Yasine Sadiat expresses the view of a young employee. One of 12 children, and now aged 23, he has risen through the hotel ranks to become Assistant Head Waiter. "A lot of my friends work here" he says. "We see it as a good opportunity to learn languages and to meet people.

"We still have sheep, chickens, goats and a donkey at home, but my father has a shop and someone else keeps an eye on the animals. My ambition? To improve my English and to climb higher up the hotel ladder."

Another group of employees have formed themselves into a social committee to provide voluntary entertainment to the guests in the Bustan, or village square, where once Abu Firas' father's olive trees grew. (Today there are fig trees and roses in the square, as well as a herb garden and olives).

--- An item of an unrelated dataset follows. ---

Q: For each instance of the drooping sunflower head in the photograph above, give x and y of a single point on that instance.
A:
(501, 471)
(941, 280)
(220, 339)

The young waiters dress in black trousers and belted tunics, with Bedouin headresses and perform the traditional villages dances - the Dabkah, Samar, Jofieh and Dahieh - to the music of the ou'd (lute), flute and tablah.

Their leader, Mahmoud Rawdieh, who works in the kitchens says he has no difficulty in recruiting performers and no shortage of engagements outside the hotel, at local weddings and festivals, as well as at the hotel.

Preserving culture

Credit for creating a holiday village, with every modern amenity, that still catches the simple beauty of an earlier world, must go to the team who planned, designed, built and now manage Taybet Zaman. A key member of that team is the chief architect, Leen Fakhoury, who has put her university teaching job in vernacular architecture to amazing effect. "We did not want to compromise on the authenticity of the village," she says. "We wanted people to have an experience of the real village environment, to retain the pattern of the buildings and of the internal space, with the thick walls and local stone for tiling and stone pathways. We wanted to project pockets of green, but to keep the harshness of the regional style."

Inevitably, there is something false in this fantasy world of the shopping souk, the Turkish bath and the photographic gallery where guests can dress up in Arab gear for their holiday snaps. But the craft skills are real, and the food is local.
Pottery
Working at a potters wheel
© Mark Edwards/Still Pictures


The water is processed and re-used to grow the tomatoes and cucumbers, and to water the new olive groves on the old terraces. Even the olive oil soap is locally made, and wrapped in recycled paper. And with only 105 rooms in 10 acres, there is space enough to quietly enjoy the old stones and the dry desert air.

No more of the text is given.